Ведь и правда похоже.Александр Твардовский, Михаил Исаковский и Иосиф Бродский о войне и о цене победы
1
В сентябре 1942 года поэт Александр Твардовский, с самых первых дней войны оказавшийся на фронте, напечатал в «Красноармейской правде» первые главы своей новой поэмы «Василий Теркин». В них он сделал то, чего не решился сделать в тот момент с такой прямотой, кажется, никто, – с болью и суровой беспощадностью описал отступление нашей армии в первые месяцы войны, отступление до самой Москвы и до Волги.
Описал воистину как «тяжкий сон» своего героя,Как от западной границы
Отступал к востоку он;
Как прошел он, Вася Теркин,
Из запаса рядовой,
В просоленной гимнастерке
Сотни верст земли родной.
До чего земля большая,
Величайшая земля.
И была б она чужая,
Чья-нибудь, а то – своя.
..............................................

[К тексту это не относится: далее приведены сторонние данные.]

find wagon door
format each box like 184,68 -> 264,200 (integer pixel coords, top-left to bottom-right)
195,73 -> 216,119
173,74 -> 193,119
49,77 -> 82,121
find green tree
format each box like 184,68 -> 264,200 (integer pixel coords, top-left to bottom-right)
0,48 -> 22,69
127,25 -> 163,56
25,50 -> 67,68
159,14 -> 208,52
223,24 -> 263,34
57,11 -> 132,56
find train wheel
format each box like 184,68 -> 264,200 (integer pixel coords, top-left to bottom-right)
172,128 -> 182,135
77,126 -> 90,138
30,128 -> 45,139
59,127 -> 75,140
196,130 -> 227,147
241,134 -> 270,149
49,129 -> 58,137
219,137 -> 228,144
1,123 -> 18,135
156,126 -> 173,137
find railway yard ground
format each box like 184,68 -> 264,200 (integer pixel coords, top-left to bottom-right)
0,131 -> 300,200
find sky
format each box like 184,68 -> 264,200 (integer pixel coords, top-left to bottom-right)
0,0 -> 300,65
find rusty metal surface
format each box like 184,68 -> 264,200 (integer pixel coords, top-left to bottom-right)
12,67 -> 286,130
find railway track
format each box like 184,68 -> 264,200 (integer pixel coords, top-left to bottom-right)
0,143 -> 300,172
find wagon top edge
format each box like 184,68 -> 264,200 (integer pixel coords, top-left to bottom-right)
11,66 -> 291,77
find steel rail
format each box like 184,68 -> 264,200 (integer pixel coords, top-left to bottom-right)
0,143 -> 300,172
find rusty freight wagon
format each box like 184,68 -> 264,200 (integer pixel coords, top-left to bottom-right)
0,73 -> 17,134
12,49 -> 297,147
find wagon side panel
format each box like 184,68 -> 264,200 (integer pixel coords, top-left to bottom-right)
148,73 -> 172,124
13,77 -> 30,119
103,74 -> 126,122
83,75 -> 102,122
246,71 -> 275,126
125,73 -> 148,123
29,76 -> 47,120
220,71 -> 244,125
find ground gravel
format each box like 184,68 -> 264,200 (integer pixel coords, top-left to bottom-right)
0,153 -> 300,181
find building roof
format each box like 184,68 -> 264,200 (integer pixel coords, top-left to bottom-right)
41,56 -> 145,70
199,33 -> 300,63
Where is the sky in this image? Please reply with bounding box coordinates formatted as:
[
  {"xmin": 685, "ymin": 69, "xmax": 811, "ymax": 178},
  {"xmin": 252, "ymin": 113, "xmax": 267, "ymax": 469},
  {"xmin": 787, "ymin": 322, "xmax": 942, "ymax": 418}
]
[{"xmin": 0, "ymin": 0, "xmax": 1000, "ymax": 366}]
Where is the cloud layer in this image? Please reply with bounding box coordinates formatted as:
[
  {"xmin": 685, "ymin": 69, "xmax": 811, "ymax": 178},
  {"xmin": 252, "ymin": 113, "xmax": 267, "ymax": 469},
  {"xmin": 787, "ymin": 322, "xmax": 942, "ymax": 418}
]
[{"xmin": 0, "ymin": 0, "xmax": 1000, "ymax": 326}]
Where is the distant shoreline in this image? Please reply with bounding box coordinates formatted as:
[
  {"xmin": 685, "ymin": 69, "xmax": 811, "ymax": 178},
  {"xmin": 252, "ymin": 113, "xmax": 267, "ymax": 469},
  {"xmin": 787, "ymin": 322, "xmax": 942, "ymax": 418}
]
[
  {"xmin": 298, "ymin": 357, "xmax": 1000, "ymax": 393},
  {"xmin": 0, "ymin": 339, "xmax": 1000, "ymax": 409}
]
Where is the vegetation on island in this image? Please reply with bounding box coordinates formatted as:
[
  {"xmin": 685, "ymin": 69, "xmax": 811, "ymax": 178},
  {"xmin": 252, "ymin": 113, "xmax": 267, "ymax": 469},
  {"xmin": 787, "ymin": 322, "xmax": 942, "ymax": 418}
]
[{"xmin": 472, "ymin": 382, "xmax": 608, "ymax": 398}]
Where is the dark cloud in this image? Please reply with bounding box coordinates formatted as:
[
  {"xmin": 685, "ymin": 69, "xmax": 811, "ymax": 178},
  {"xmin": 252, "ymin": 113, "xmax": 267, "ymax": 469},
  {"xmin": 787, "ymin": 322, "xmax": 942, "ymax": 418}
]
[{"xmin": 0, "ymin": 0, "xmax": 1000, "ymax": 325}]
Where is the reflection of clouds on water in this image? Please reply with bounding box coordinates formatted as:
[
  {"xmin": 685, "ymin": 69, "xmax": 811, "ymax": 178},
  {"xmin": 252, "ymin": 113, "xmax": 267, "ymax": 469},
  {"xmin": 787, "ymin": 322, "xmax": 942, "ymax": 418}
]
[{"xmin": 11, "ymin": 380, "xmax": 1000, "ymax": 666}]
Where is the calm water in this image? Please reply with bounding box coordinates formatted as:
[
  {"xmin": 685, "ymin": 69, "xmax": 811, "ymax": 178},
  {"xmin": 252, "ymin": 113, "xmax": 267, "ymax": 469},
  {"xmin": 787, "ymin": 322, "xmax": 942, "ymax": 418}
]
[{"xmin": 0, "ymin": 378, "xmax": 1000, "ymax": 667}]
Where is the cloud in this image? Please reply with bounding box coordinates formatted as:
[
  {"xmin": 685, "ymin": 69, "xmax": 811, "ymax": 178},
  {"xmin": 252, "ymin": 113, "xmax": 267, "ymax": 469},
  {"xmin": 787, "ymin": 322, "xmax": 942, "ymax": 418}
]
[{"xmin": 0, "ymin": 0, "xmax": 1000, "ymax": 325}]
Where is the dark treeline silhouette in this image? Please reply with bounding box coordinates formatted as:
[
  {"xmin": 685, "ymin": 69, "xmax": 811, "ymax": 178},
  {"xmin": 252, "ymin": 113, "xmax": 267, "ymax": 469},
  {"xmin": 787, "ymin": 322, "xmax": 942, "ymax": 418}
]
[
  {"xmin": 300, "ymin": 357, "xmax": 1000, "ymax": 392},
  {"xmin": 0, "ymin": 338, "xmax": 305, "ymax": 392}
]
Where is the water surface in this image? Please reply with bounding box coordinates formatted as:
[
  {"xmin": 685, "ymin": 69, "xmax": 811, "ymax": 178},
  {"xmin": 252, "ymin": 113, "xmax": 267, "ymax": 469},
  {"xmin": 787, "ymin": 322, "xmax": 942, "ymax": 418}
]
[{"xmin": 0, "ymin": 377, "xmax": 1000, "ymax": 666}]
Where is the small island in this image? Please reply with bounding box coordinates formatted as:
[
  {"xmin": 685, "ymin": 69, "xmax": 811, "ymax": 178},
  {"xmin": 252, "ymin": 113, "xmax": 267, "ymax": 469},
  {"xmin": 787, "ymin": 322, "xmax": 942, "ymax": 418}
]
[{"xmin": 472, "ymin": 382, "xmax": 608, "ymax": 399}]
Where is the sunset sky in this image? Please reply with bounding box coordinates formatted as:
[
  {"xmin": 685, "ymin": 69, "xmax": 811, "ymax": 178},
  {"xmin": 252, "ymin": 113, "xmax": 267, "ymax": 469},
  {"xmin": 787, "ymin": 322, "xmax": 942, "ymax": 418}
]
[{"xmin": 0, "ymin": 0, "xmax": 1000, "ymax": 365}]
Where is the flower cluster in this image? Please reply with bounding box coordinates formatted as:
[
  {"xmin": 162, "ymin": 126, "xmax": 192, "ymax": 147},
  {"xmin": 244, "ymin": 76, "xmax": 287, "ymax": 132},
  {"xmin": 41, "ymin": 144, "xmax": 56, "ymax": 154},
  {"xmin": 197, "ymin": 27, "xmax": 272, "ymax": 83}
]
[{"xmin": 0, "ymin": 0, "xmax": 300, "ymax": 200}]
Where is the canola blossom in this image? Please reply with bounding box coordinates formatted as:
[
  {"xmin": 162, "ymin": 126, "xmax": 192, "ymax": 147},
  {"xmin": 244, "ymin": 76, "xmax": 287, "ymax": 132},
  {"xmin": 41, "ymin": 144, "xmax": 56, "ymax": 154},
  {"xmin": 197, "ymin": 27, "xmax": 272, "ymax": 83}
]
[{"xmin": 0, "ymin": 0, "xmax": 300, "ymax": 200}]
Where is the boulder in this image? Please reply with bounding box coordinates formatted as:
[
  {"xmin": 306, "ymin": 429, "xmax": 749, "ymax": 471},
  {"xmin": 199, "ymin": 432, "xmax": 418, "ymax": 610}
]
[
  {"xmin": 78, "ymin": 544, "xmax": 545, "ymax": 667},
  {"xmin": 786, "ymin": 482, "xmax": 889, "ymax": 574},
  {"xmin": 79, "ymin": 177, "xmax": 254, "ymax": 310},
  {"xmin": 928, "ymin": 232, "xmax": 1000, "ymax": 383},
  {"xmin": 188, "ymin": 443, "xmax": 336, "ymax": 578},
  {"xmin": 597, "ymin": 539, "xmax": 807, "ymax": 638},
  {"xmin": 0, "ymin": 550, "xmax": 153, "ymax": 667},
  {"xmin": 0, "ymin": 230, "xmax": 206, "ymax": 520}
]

Шел наш брат, худой, голодный,
Потерявший связь и часть,
Шел поротно и повзводно,
И компанией свободной,
И один, как перст, подчас.
...............................................
Шел он, серый, бородатый,
И, цепляясь за порог,
Заходил в любую хату,
Словно чем-то виноватый
Перед ней. А что он мог!
..............................................
Он просил сперва водички,
А потом просил поесть.
Тетка – где ж она откажет?
Хоть какой, а все ж ты свой.
Ничего тебе не скажет,
Только всхлипнет над тобой,
Только молвит, провожая:
– Воротиться дай вам Бог...
То была печаль большая,
Как брели мы на восток.
Шли худые, шли босые
В неизвестные края.
Что там, где она, Россия,
По какой рубеж своя!
...С осени 1942 года поэма Твардовского, ставшая несомненно главным поэтическим сочинением о войне, будет печататься в газете «Красноармейская правда» всю войну, порою несколько раз в месяц, вплоть до июня 1945 года. Солдаты рвали газету из рук, ожидая новых строк про любимого героя.
И ни разу не будет упомянуто в этой поэме имя Верховного главнокомандующего, не сходившее со страниц газет. Имя того, кто оставил жестко и жестоко руководимую им страну незащищенной перед нашествием, допустил оккупацию огромной ее части, плен миллионов бойцов.
У Твардовского воюет, несет все тяготы войны, отвоевывает свою страну народ....Правда правдой, ложью ложь.
Отступали мы до срока,
Отступали мы далеко,
Но всегда твердили:
– Врешь!
..............................................
Не зарвемся, так прорвемся,
Будем живы – не помрем.
Срок придет – назад вернемся,
Что отдали – все вернем.
Трижды возглашает автор в разных местах поэмы:
« – Взвод! За Родину! Вперед!»
И ни разу – «За Сталина!»
Это был прямой вызов: «...Официальный и абсолютно непреложный идеологический канон был начисто устранен из поэмы!» – написал недавно известный историк Е. Плимак. И добавил: «За два года пребывания на передовой я вообще не слышал <... > каких-либо разговоров о Сталине. <...> И в атаку бойцов поднимало не имя Сталина, а классический русский мат».